『ハリー・ポッターとアズカバンの囚人』60点(100点満点中)
シリーズのファンのみ見ればよしか
J・K・ローリングによる世界的ベストセラーのファンタジー小説の映画化第三弾。監督は変更になったが、背景世界の映像イメージは前二作と変わらない。あえていうなら、このPART3が一番地味なストーリーを持つといったところか。
音楽や美術は相変わらず素晴らしいが、3回目ともなればさすがに観客も慣れている。VFXに関しても、海上飛行の場面など、今時の映画にしては嘘っぽいチャチなシーンもある。
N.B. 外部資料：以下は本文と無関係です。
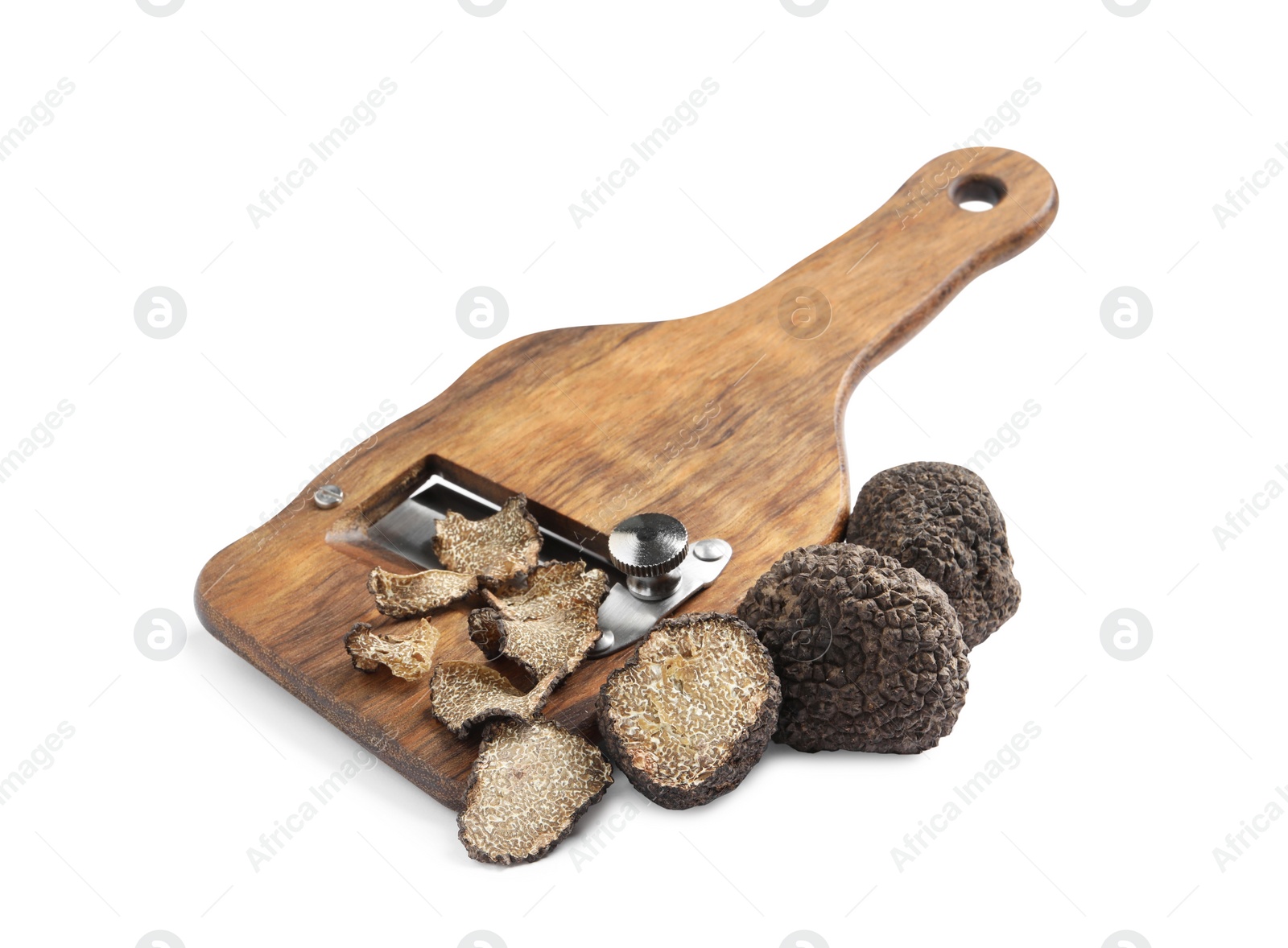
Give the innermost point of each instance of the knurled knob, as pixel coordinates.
(647, 545)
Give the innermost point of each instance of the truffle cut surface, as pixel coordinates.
(869, 653)
(465, 693)
(942, 521)
(692, 711)
(500, 549)
(407, 596)
(530, 785)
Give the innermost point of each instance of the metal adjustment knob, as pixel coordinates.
(650, 549)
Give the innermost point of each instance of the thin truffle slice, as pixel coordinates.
(553, 587)
(551, 647)
(692, 711)
(409, 596)
(942, 521)
(551, 628)
(869, 653)
(530, 785)
(407, 648)
(465, 693)
(500, 549)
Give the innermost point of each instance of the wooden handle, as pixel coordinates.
(886, 277)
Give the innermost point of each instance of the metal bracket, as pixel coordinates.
(626, 619)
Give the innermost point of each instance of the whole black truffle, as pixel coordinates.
(869, 653)
(942, 521)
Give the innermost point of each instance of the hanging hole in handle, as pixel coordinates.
(978, 192)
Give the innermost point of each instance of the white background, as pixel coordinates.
(299, 328)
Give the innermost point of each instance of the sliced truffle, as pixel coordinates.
(549, 629)
(407, 648)
(553, 587)
(869, 652)
(407, 596)
(530, 785)
(500, 549)
(465, 693)
(692, 711)
(942, 521)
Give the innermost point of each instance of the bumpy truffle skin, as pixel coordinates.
(671, 690)
(410, 596)
(869, 653)
(942, 521)
(406, 648)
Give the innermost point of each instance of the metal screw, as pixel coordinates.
(710, 549)
(328, 497)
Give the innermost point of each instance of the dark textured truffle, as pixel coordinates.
(942, 521)
(692, 711)
(869, 653)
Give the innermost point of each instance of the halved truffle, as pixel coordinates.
(553, 587)
(407, 648)
(407, 596)
(692, 711)
(942, 521)
(465, 693)
(869, 652)
(530, 785)
(500, 549)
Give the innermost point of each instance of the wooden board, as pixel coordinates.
(729, 420)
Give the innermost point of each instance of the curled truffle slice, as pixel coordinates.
(692, 711)
(409, 596)
(553, 587)
(942, 521)
(869, 653)
(551, 647)
(464, 693)
(500, 549)
(407, 648)
(530, 785)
魔法世界の映像化自体に驚くといった事は、もはやほとんどないだろう。
物語はどうかというと、今回はシリーズのヒロイン、ハーマイオニーが鍵を握る。序盤からさりげなく伏線が張られ、終盤に意外性のあるストーリーが展開するという楽しみは味わえるものの、いつもながらお話が動き出すまでが長い。
前半3分の2くらいは、例によってホグワーツ魔法学校での日常風景やら、新しい登場人物の紹介的なパートが延々と続く。これらは前二作でもやってきた事であるから、シリーズによほどの思い入れのある人以外はさすがに食傷気味か。私などは、もっとダイナミックなストーリー展開のハリーポッターを見たいと思うのだが。
ハーマイオニーが中心になる話ということで、ロンの活躍の場はほとんどない。終盤など、ほとんど主人公のハリーとハーマイオニーしか出てこない。
では、彼女を演じるエマ・ワトソンのファンなら大喜びかというと、彼らが崇拝する「制服姿のハーマイオニー」がほとんど出てこないのでちょいと微妙だ。くすんだ色のパーカー&パンツ姿のエマさんは、なんだか服装に無頓着なアメリカ人の旅行者みたいでいただけない。まあ、それでも美少女である事には変わりないのだが。
結論としては、「ハリーポッターシリーズの大ファン」のみが見ればOKといったところか。私としては、このままだと、そろそろこのシリーズ自体、一般の観客には飽きられてしまうような気がしてならない。